Software Engineering
third-party-libraries
Updated Wed, 28 Sep 2022 19:45:28 GMT

How do I handle malformed compressed input data, which crashes external library?


I have a java application, which recieves compressed files as input. The application then reads the header information of said files and passes the compressed bytes to an external native library for decompression (JNI). In one of the files we recieved, there was a corrupt blob of compressed bytes within the input file wich leads to a hard crash of the dynamically loaded library and our application(no exceptions etc.).

Upon inspection of the compressed array which is passed to the library we verified that the data is indeed corrupt, while the header information is fine.

The question I have is:

How can I prevent my application from crashing from these corrupted input files?

Thoughts:

  • To me it seems, that there is no way to inspect compressed data for validity... without decompressing.
  • Inspecting the header file for some kind of sanity check is not enough, as the header information is well formed.
  • Changing the called library to be more robust for the malformed data would effectively result in forking the external library, which I want to avoid if possible.

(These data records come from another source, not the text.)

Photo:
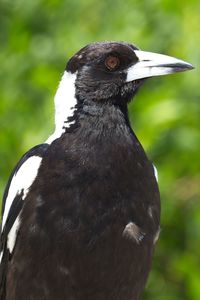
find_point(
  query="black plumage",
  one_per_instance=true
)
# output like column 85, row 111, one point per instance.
column 89, row 219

Any pointers are appreciated.




Solution

If you are going to use a native library which might crash (regardless whether the input data is malformed, or that library has a bug), the only safe way to prevent your own application against being "crashed" as well is to run the library in a separate process. Unfortunately, this often means some extra work, since you will have to implement some kind of interprocess communication between your app and the "wrapper app" for the library you will probably need to build.

For most real-world cases, processes (and only processes) provide a sufficient isolation level to protect other apps from being shut down when a library gets a stackoverflow, or tries some illegal memory access.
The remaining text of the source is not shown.